La vocation monastique résulte d’une attraction progressive

Les récits de vocation monastique, comme ceux de conversion, sont souvent décevants pour qui attend, en curieux ou en analyste, la restitution subjective d’une traversée d’expériences personnelles singulières et brûlantes, ayant décidé d’un changement de vie radical et ayant engagé une fois pour toutes l’intéressé dans une rupture avec l’ordre ordinaire du monde. Si les moines – les plus jeunes surtout – mobilisent à l’envi la rhétorique de l’« appel de Dieu » pour affirmer qu’ils n’ont pas choisi, mais qu’ils ont été choisis pour la vie du cloître, les récits personnels déclinent bien plus couramment l’histoire d’une attraction progressive, elle-même inscrite dans la singularité de parcours extrêmement divers, souvent sinueux, parfois chaotiques.

Dans la longue enquête que j’ai conduite au sein des monastères bénédictins et trappistes en France, je n’ai rencontré, parmi les moines de moins de 50 ans (et donc « jeunes », au regard de la démographie monastique actuelle), qu’un nombre infime de témoignages évoquant une vocation d’enfance, paisiblement alimentée par une socialisation catholique familiale intense, et s’épanouissant sans à-coups dans une entrée au noviciat, après quelques retraites monastiques à l’adolescence et l’épreuve d’attente minimale imposée à tout « regardant ».

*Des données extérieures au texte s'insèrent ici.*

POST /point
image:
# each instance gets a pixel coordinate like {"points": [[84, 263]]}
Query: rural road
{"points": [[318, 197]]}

Les communautés, même menacées dramatiquement par le vieillissement de leurs membres, ne se jettent pas sur les candidats précoces, pressés de s’engager dans un changement de vie immédiat et complet. Elles testent avec vigueur leur enthousiasme et leurs illusions, non seulement en leur offrant la possibilité de stages en communauté, mais en leur imposant aussi couramment de « mûrir » leur désir du cloître en accomplissant préalablement un parcours académique et/ou professionnel.

Les épreuves de la vie communautaire

On comprend que cette prudence est liée à la crainte que certains puissent imaginer trouver dans le paradisus claustri une protection contre les troubles et incertitudes du monde. Mais elle tient plus largement à la conviction, forgée par l’expérience, de la difficulté qu’il y a, au-delà du rêve de la vie fraternelle parfaite, à assumer les épreuves bien réelles de la vie communautaire, au sein d’un groupe où l’on ne se choisit pas. On entre aujourd’hui au monastère plus couramment à 40 ans qu’à 20, même si certains monastères d’orientation « traditionnelle » sont en général moins réticents à accueillir des candidats jeunes, voire très jeunes.

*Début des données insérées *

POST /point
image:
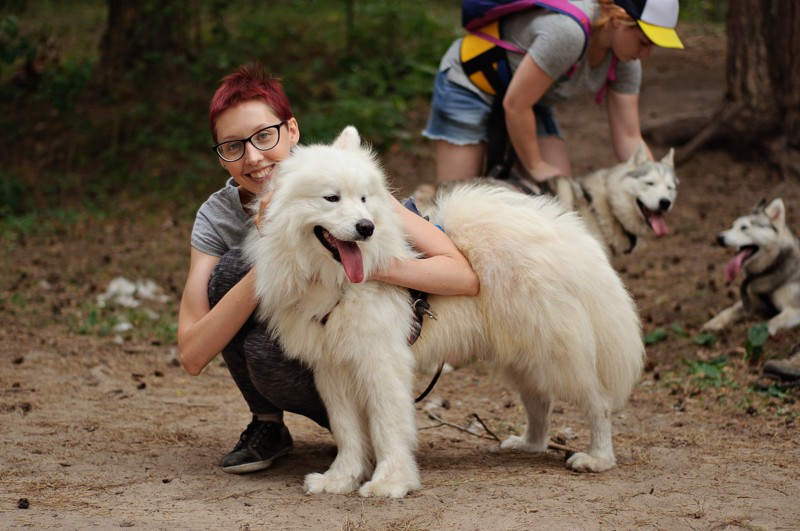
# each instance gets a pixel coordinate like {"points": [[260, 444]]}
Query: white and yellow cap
{"points": [[656, 18]]}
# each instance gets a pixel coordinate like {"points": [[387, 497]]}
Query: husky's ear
{"points": [[639, 156], [776, 211], [669, 158], [348, 139]]}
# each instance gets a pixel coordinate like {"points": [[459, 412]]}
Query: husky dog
{"points": [[769, 253], [618, 204], [552, 313], [627, 200]]}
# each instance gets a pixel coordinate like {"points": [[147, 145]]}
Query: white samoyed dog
{"points": [[552, 313]]}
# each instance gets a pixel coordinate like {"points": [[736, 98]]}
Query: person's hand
{"points": [[263, 203], [542, 171]]}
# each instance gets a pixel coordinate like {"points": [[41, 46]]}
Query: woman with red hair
{"points": [[253, 130]]}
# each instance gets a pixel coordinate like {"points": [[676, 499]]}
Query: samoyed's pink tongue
{"points": [[350, 255], [658, 224], [734, 265]]}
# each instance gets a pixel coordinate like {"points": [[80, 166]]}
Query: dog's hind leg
{"points": [[537, 409], [352, 463], [601, 449]]}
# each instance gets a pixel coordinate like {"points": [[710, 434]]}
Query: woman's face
{"points": [[256, 167], [630, 42]]}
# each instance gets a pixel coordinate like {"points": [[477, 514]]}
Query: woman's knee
{"points": [[229, 270]]}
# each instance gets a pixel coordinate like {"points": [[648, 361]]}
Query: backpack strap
{"points": [[612, 76], [482, 50]]}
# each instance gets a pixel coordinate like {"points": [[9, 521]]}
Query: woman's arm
{"points": [[623, 119], [203, 332], [442, 271], [528, 84]]}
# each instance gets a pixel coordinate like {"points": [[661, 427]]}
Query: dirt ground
{"points": [[106, 430]]}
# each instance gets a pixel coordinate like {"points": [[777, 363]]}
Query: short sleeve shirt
{"points": [[221, 222]]}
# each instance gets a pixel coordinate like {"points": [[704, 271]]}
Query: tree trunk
{"points": [[760, 112]]}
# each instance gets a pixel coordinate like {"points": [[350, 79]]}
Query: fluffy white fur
{"points": [[551, 313]]}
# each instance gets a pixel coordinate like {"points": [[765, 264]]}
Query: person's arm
{"points": [[442, 271], [203, 332], [623, 119], [528, 84]]}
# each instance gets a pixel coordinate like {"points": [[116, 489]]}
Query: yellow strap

Quoi qu’il en soit, la plupart de ceux qui rejoignent aujourd’hui des communautés monastiques ont derrière eux des parcours académiques achevés, des expériences professionnelles ou menées sur d’autres terrains spirituels ou militants, parfois même (du côté notamment des candidats âgés à l’oblature régulière) des vies maritales et familiales interrompues.

De façon générale, dans une société post-chrétienne, où l’évidence de la figure du moine au centre du paysage religieux a disparu et où se multiplient les trajectoires spirituelles et personnelles accidentées, les trajectoires d’entrée au monastère se laissent de moins en moins saisir dans la formule simple du choix virtuose de la vie chrétienne radicale : cette formule a d’ailleurs le don d’exaspérer la plupart des moines, qui n’entendent revendiquer, en cette matière, que la singularité d’une forme de vie, parmi d’autres voies chrétiennes possibles et tout aussi exigeantes.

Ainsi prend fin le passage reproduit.